Two weeks of half days later Chad pronounced us ready to answer calls and presented each of us with a photocopy of The Mantra and a single pushpin with which to affix it to the wall of our cubicle. He suggested we place it over our phone just to ensure we couldn't miss it. At the time none of us really understood the obsession with The Mantra, nor could we have imagined its power. But the fact that we were given a cube and a phone and were turned loose on troubled customers with little more than four words on a photocopied piece of paper should have been a clue. It was as close as anyone would come to telling us the truth about our job. We were there to take your calls, not solve your problems.

Loni is a great guy. Like me, he keeps track of Ken's more outrageous meltdowns and we compare notes over lunch. We have a good time. I like him. But Loni is a punter. I don't condone it, but I understand. Since hitting the floor we've all learned the sad truth. Actually solving problems is by far the slowest way to handle a call. We've each got 12 minutes from the moment we say hello to find a way to say goodbye, and after two weeks of trying to fix computers he knew nothing about and racking up average call times north of half an hour, Loni decided that if he was going to survive, he was going to have to change his approach. So he became a punter.

A punter is someone who gets rid of problems by giving them to someone else. Punters tell customers that their problem is not really with their computer, but with their software, their printer, their phone lines, solar flares, whatever they can make sound believable. Then a punter will look at the piece of paper hanging above their phone and read you those four magic words. We don't support that. If you want your problem fixed, a punter will tell you, you'll have to call someone else.

It's not that Loni isn't smart. In fact, he's wickedly so. He can listen to a person having problems with the mouse and spin a plausible story as to why it is really something the person needs to be discussing with the phone company. He can take a call about a modem and convince the customer that she needs to contact her embassy. He doesn't lack intelligence, just tools. Like the rest of us, all Loni was really taught was The Mantra, and since then he's learned to wield it like a samurai with a sword.

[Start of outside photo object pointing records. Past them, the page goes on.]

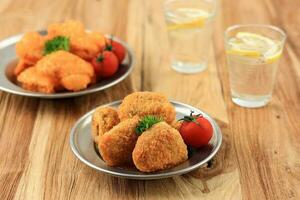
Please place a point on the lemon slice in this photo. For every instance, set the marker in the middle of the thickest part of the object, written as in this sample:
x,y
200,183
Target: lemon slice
x,y
241,52
254,45
273,58
199,23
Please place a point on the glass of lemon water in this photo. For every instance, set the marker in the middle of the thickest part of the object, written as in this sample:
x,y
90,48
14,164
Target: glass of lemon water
x,y
189,26
253,53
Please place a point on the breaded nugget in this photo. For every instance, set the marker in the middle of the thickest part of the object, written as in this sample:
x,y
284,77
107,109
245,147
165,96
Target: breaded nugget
x,y
104,119
147,103
161,147
21,66
116,145
30,47
32,80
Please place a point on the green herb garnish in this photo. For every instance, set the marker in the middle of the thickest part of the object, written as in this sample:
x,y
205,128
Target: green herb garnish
x,y
57,43
146,123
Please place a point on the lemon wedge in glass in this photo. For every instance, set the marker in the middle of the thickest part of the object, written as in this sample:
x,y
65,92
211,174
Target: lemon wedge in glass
x,y
256,46
199,23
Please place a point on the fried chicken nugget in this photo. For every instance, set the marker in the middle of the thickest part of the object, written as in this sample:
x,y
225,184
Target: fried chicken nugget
x,y
103,119
32,80
116,145
61,69
147,103
30,47
161,147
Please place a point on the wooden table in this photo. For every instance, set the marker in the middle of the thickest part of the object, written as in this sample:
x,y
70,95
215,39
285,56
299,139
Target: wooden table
x,y
260,155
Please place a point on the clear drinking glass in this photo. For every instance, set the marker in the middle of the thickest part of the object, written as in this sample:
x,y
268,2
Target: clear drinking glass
x,y
253,53
189,25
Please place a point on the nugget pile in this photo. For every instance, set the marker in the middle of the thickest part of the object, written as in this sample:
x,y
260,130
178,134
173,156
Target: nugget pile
x,y
69,68
157,148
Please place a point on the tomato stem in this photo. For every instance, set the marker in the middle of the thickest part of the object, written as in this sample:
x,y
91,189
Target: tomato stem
x,y
191,118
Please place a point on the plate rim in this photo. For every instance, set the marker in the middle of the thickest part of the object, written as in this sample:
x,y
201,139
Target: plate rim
x,y
22,92
77,154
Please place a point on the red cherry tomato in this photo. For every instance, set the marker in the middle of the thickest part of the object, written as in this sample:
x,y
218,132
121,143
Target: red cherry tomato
x,y
117,48
196,131
106,64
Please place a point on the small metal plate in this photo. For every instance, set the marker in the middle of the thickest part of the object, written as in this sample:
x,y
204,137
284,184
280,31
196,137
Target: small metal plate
x,y
8,61
82,146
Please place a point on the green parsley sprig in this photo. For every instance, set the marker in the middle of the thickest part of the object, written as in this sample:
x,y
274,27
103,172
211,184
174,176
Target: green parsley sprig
x,y
146,123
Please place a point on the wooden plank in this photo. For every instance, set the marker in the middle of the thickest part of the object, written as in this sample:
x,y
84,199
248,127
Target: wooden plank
x,y
260,154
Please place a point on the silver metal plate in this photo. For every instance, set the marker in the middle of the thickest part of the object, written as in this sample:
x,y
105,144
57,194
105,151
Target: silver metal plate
x,y
8,61
82,146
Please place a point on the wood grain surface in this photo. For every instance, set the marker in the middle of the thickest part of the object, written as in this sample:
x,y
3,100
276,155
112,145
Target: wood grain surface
x,y
260,154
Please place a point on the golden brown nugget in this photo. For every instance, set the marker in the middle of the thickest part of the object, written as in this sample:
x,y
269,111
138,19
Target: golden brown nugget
x,y
116,145
61,70
30,47
103,119
32,80
161,147
147,103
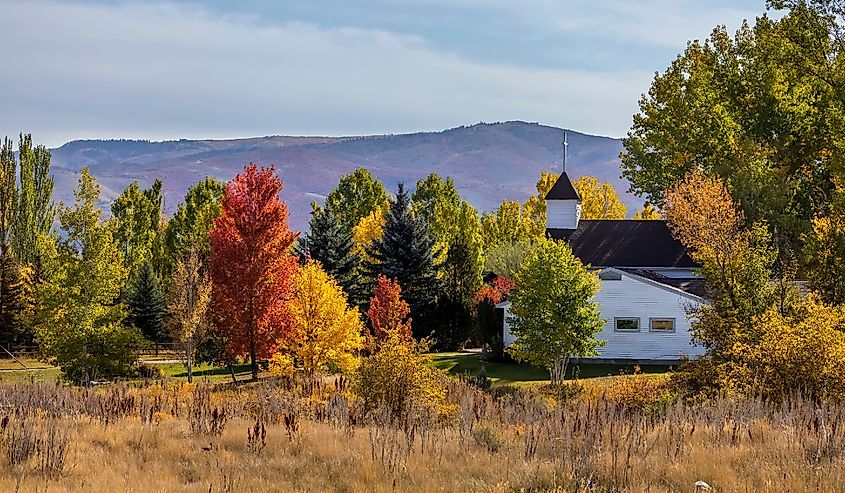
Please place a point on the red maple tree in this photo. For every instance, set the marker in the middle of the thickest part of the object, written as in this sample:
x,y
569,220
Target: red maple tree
x,y
388,312
251,265
496,291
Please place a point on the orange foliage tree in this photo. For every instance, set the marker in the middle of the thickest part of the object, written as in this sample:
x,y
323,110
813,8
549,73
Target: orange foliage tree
x,y
251,265
388,312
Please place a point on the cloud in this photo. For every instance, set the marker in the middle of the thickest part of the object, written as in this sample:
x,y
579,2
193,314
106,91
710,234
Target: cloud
x,y
169,70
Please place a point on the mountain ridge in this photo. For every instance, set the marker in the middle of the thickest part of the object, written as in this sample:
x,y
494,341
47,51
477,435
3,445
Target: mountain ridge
x,y
488,161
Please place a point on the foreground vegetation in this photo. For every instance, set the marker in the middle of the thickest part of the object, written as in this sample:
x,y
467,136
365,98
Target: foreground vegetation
x,y
276,434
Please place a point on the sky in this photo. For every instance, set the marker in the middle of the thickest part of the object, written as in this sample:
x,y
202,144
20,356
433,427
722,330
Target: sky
x,y
222,69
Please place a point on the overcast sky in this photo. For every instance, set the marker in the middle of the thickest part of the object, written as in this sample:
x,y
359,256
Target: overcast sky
x,y
222,68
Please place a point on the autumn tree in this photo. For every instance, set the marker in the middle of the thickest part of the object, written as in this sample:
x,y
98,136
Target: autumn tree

He's not alone. Lots of the techs are punters. And many of those who aren't have adopted some other time-saving strategy to help them dispatch their calls within the allotted time. Karen is part of a growing group called givers. Like punters, they don't really solve any problems, but instead of just asking you to call someone else, givers want you to have a parting gift. They'll listen to your problem and then randomly choose a piece of hardware to send you. Of course it won't solve anything, but givers have discovered that people usually calm down and start agreeing as soon as they think you're sending them something to fix the problem. And by the time they get the new part and discover it has no effect, they'll call back and someone else will have to figure out how to deal with them. Givers are really just punters with style, and they find their tactic very satisfying. Karen and her ilk get to spend all day playing Santa.

Ted is someone I don't speak to. Ted is a formatter. Ted, and those like him, have only one solution to their customers' problems. Erase everything on the computer's hard drive and start over from scratch. While this can be effective for solving all sorts of software troubles, it's like amputating someone's leg to fix an ingrown toenail. The solution is usually worse than the problem. Most times Ted doesn't actually follow through with his plan. The entire strategy is just a bluff. Most people will balk at the proposition of losing everything and decide they can live with whatever problem they've called to complain about. At the very least they'll decide to hang up, back up their data, and call back -- at which point they'll become someone else's problem.

But some formatters are worse than Ted. They'll help customers get started with the process without ever mentioning that all the data will be lost. Then they'll ask the customer to call back when the operating system finishes reinstalling, at which point the customer usually says something to the effect of, "the last guy was helping me reinstall and the computer seems to be running now, but I can't find my letter from my dead grandmother and baby picture of little Johnnie." Punters and givers will waste your time. Formatters can do much worse.

While I may disagree with their strategies, I can't argue with any of these people's results. Offering a preplanned solution is always faster than listening to the problem and digging around for an answer. As Loni began to master the art of The Mantra his call times improved drastically, ridiculously. He was slowed only when he ran into a problem he actually knew how to solve and felt obligated to abandon his normal strategy and share the solution with the customer. Other than that he was ruthlessly efficient. His average call time dropped from 35 minutes in his first two weeks to just over 5 minutes this week. Even Loni was terrified that somehow they'd catch on, that they'd know he was endlessly kicking customers to the curb only to have them call back again later when the phone company said it wasn't going to fix the mouse. Then one day the call he'd been dreading finally came.

"Loni," his invisible manager said, "I've been studying your stats. Your call time has decreased drastically in recent weeks."

Loni knew it was over. He'd be reprimanded. He'd be fired.

"That's very impressive. Keep up the good work." And so he did.

Those of us who haven't taken up a strategy are still trying to learn how to troubleshoot and repair the computers and our call times are still suffering as a result. Like Loni I've received a call from my manager. He notified me that I need to show some improvement soon or there might be another cube waiting for the next training class. It's clear that people who solve problems don't last long. They either end up quitting, getting fired, or worse, screaming in the aisles like Ken.